Sunday, August 19, 2012

Lake Nakuru National Park, Kenya



We've moved from Amboseli to Mt Kruger Safari Club, which was beautiful but our stay was too short, and from there we continued to Lake Nakuru National Park where we're spending 2 nights which is great for a change from one night here and one night there.  Following is just a brief overview
  • Chimpanzee conservation to rehabilitate orphaned chimps.  The chimps have mostly been kept as pets and there is a long process to introduce a new chimp into an existing pack
Practicing his yoga stretches
Just chillin'
  • We visited a blind Rhino called Baraka who lost one eye in a fight with another rhino, then an abscess developed on the remaining eye and he lost sight in that eye as well.  He is well cared for and they tell us he is happy.
Baraka is a big boy!
  • Our hotel at the Safari Club was built on the Equator and we had a ceremony to celebrate our crossing the Equator.  We were shown that the water really does go down a hole in different direction depending on which side of the Equator you are on
I have a foot in both Hemispheres
  • After a storm at Mt Kenya late in the afternoon, we headed off next morning to Lake Nakuru to see the Flamingos.  Unfortunately we’ve been told the flamingos have moved on because the algae on which they feed has been washed out of the lake due to unseasonal rain.  En route we passed village after village where the roadside markets were set up in the mud.  This mud sticks like glue and Paddy saw one lady trying to clean the mud from her shoes with a machete.  Don't know what might have happened if she slipped with the machete, more than mud might have come off.
  • Bogged! 
  • When we arrived at Lake Nakuru we visited an orphanage which was established and is now run by an Australian couple who sold their home and moved to Kenya to set up the baby orphanage.  This orphanage takes in orphans as babies and as the children have grown, so has the orphanage which now has over 90 children ranging in age from 17 years to the youngest who is currently around 6 months.   The children are happy and confident, and in a loving, caring environment which is obvious when you see their interaction with Mary.
We arrived just as the children were sitting down to lunch.
  • Our game ride this morning rewarded us not with multitudes of flamingos but multitudes of other animals.  A pride of 11 lions with 3 females and 8 cubs of various ages.  We watched these lions for a long time, moved on from them and then found them again after they had kept moving.  We took lots of photos of them and watched as they tried to cross some ground where Buffalo were grazing, but the buffalo chased the leader as she tried to find the best path to follow and it was interesting to see them backtrack away and try to find another, better path, all the while watched by an alert herd of antelope.
Family portrait

I love you my friend

Yes I know there's only 10, but the lookout was following some 200 metres
behind and separated from the rest of the group by our vehicles.  

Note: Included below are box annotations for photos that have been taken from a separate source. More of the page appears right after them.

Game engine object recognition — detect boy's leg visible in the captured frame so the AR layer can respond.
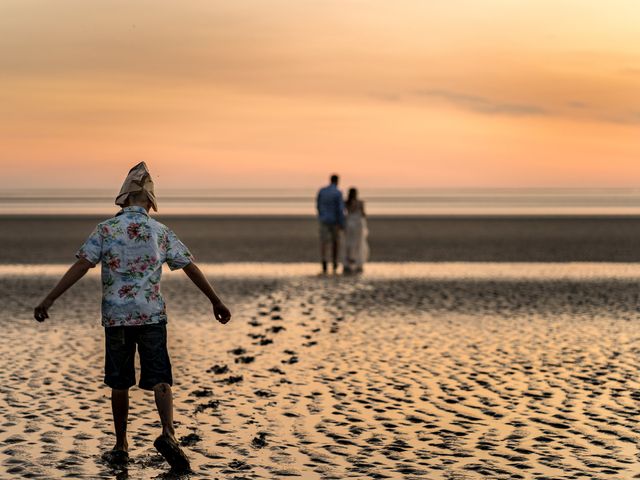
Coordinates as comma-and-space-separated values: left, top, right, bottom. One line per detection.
153, 383, 176, 440
104, 327, 136, 463
138, 325, 189, 471
111, 388, 129, 452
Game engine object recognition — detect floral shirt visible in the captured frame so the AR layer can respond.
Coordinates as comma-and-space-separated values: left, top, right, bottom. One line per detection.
76, 207, 193, 327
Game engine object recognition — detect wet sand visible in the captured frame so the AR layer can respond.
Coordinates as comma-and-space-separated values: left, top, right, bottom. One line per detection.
0, 266, 640, 480
6, 215, 640, 264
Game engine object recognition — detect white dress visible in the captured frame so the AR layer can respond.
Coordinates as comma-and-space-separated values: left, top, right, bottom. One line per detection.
343, 201, 369, 272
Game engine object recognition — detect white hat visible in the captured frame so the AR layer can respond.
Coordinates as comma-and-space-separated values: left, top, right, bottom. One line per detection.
116, 162, 158, 212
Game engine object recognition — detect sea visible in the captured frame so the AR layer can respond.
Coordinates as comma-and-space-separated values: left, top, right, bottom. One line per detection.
0, 188, 640, 216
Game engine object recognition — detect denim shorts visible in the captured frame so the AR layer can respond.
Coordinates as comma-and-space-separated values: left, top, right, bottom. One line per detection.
104, 323, 173, 390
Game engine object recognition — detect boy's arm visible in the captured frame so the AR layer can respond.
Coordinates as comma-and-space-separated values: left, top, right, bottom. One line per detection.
182, 262, 231, 324
33, 258, 95, 322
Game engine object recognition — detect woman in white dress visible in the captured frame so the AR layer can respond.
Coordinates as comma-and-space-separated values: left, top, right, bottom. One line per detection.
343, 188, 369, 273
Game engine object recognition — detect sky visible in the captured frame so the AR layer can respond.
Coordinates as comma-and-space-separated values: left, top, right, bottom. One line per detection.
0, 0, 640, 189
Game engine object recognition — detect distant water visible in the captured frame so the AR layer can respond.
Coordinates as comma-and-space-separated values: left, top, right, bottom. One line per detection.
0, 189, 640, 215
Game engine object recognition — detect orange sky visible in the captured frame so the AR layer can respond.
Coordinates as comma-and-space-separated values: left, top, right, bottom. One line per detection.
0, 0, 640, 189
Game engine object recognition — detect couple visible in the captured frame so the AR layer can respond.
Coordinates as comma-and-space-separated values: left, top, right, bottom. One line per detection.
316, 175, 369, 274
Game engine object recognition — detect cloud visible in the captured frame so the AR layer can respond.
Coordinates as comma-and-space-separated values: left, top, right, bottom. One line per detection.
416, 89, 549, 116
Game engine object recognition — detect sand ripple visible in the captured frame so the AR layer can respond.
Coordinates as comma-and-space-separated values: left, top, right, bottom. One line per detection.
0, 276, 640, 480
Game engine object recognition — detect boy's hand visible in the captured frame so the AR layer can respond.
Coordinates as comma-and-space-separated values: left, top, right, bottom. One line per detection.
33, 298, 53, 322
213, 302, 231, 325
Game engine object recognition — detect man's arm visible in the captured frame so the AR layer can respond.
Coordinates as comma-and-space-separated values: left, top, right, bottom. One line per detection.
182, 262, 231, 324
33, 258, 95, 322
336, 194, 344, 228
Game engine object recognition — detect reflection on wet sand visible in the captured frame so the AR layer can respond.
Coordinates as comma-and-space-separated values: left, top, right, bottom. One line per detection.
0, 265, 640, 479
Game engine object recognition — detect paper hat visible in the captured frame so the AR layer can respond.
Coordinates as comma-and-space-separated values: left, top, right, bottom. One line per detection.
116, 162, 158, 212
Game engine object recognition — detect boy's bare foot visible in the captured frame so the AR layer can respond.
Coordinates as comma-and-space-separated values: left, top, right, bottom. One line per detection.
153, 434, 191, 472
102, 448, 129, 465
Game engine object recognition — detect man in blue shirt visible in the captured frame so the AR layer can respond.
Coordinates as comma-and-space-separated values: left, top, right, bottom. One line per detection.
316, 175, 344, 273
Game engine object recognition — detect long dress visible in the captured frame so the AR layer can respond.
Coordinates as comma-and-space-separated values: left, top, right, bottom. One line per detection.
343, 200, 369, 272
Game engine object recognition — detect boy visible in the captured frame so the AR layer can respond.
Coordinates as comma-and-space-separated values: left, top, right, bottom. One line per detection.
34, 162, 231, 471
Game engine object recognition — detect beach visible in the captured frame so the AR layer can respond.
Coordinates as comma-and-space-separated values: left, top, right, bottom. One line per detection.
0, 216, 640, 264
0, 263, 640, 480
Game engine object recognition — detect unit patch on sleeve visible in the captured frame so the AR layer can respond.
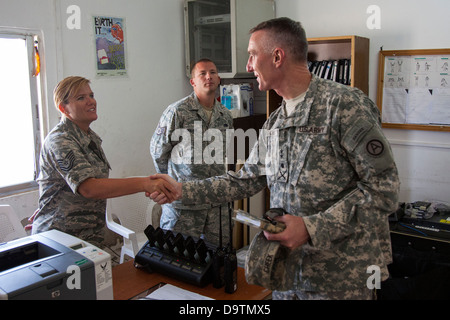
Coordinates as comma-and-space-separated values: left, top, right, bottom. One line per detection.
56, 151, 75, 172
366, 139, 384, 157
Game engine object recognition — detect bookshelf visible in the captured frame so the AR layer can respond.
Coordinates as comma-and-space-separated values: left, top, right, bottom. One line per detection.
267, 35, 370, 117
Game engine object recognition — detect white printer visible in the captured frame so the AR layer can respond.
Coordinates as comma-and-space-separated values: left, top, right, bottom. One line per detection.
0, 230, 113, 300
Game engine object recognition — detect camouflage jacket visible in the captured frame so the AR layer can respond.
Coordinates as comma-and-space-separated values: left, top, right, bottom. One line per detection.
33, 117, 110, 235
150, 92, 233, 239
183, 76, 399, 291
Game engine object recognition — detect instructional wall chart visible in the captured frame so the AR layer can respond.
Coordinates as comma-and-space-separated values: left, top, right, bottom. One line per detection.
379, 50, 450, 131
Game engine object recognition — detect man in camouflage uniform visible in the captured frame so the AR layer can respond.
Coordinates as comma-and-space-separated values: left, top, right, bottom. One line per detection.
150, 59, 233, 244
151, 18, 399, 299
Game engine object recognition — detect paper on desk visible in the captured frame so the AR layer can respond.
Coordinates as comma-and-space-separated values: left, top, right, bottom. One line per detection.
146, 284, 214, 300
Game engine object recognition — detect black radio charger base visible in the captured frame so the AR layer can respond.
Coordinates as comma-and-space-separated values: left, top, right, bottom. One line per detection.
134, 225, 213, 287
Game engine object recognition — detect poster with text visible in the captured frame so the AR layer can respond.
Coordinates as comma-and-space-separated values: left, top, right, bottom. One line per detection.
94, 16, 127, 77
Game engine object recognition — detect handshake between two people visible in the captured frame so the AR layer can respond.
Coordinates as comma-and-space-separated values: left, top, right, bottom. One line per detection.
145, 173, 182, 204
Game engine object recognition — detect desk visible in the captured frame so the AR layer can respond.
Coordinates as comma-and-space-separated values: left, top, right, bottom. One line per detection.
112, 260, 271, 300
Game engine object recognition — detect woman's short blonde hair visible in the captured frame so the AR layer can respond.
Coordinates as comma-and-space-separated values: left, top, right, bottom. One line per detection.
53, 76, 91, 111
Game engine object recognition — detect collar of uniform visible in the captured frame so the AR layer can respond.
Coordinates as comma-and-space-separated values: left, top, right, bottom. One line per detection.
189, 92, 223, 123
272, 75, 318, 129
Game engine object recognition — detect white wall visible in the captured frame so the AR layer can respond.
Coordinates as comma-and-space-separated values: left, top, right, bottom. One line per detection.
276, 0, 450, 202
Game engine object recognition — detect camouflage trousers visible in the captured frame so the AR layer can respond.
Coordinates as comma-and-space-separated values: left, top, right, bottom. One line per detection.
272, 288, 376, 300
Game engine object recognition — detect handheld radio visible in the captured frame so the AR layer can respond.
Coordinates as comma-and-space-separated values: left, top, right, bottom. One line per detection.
212, 206, 225, 288
224, 203, 237, 293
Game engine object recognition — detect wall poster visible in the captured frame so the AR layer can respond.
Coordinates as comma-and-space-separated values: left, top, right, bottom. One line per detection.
94, 16, 127, 77
377, 49, 450, 131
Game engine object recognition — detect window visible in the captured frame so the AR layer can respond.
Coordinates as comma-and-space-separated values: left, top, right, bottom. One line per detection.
0, 30, 41, 195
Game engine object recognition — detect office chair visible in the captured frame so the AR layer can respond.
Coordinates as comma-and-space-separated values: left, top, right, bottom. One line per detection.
106, 193, 161, 263
0, 204, 27, 242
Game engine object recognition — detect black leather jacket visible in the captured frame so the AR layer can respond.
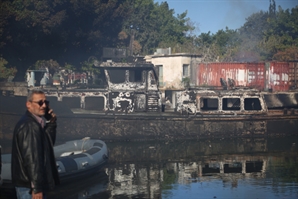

Next we found 3 grazing white rhino by the side of the road.  We were no more than 6 feet away from them looking down on them from our prime viewing position.  

  • As we toured the lake road, we did see flamingos but they were so far away and few in number as we had been told.  
  • We saw zebra and their young, and sparring antelope, and sparring zebra.  We’ve really seen so many different animal behaviours it’s been fascinating.
Did you know Zebra young have brown stripes which gradually turn black

Tomorrow we head to the Masai Mara and the Wildebeest migration.  We’ve been told the migration is in full swing so it should be exciting.     That's all for now.